A little over a year ago, I pointed out that as far as I could tell the Internet Archive’s Wayback Machine appeared to be somewhat moribund. At the time, I couldn’t find any major web site that had been updated more than a year-and-a-half prior.
Well, as my friend Tracy Seneca pointed out a while back, the Wayback Machine appears to have received an update to both data and interface. She called it a “spiffy” new interface, and I’d have to agree. It seems intuitive, informative, and useful. For example, take a look at the result for http://whitehouse.gov/ . Although there is clearly a lag in data of about six months, that is typical and shouldn’t be much of a problem for what is supposed to be an historical record rather than up-to-the minute.
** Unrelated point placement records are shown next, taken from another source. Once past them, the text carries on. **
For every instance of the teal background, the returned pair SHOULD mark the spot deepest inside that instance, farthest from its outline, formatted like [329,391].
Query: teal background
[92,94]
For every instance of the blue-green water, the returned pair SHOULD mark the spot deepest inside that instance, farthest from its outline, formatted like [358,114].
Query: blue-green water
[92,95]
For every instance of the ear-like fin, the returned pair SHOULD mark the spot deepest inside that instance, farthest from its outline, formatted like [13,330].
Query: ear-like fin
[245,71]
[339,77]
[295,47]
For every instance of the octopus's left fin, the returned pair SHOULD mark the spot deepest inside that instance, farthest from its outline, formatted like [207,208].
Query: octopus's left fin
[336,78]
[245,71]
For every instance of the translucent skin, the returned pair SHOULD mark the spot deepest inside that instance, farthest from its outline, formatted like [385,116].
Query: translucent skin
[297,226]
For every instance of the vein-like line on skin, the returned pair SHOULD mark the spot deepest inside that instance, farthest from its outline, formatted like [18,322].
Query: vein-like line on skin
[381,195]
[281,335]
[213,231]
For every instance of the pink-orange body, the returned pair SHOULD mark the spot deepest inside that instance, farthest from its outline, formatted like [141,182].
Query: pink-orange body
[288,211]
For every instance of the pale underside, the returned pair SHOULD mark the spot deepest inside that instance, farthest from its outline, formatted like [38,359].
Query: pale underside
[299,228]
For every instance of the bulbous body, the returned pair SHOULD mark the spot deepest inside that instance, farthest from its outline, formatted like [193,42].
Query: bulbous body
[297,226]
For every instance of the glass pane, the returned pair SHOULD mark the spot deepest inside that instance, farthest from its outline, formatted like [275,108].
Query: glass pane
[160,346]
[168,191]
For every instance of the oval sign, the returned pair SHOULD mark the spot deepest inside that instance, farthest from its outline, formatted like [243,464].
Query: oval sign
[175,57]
That’s the good news. The bad news is that web sites in the backwaters of the Interwebs may not be crawled as much or perhaps even at all. Take my own web site as an example. It hasn’t been crawled since June 2009, which by my reckoning is close to 2 years ago. Not that I blame them, mind you, as who is all that interested in the minutiae of my life? But that means that any claims to be “archiving the web” should be taken with a grain of salt. Maybe say “archiving the parts of the web that matter” or “ignoring what doesn’t matter so much”. You get the drift.
But in the end this is yet another mea culpa moment. I’m happy that I was wrong that the Internet Archive was not maintaining the Wayback Machine and I apologize for casting aspersions on their abilities to keep the service alive. It’s there, and being updated, even if spotty in places.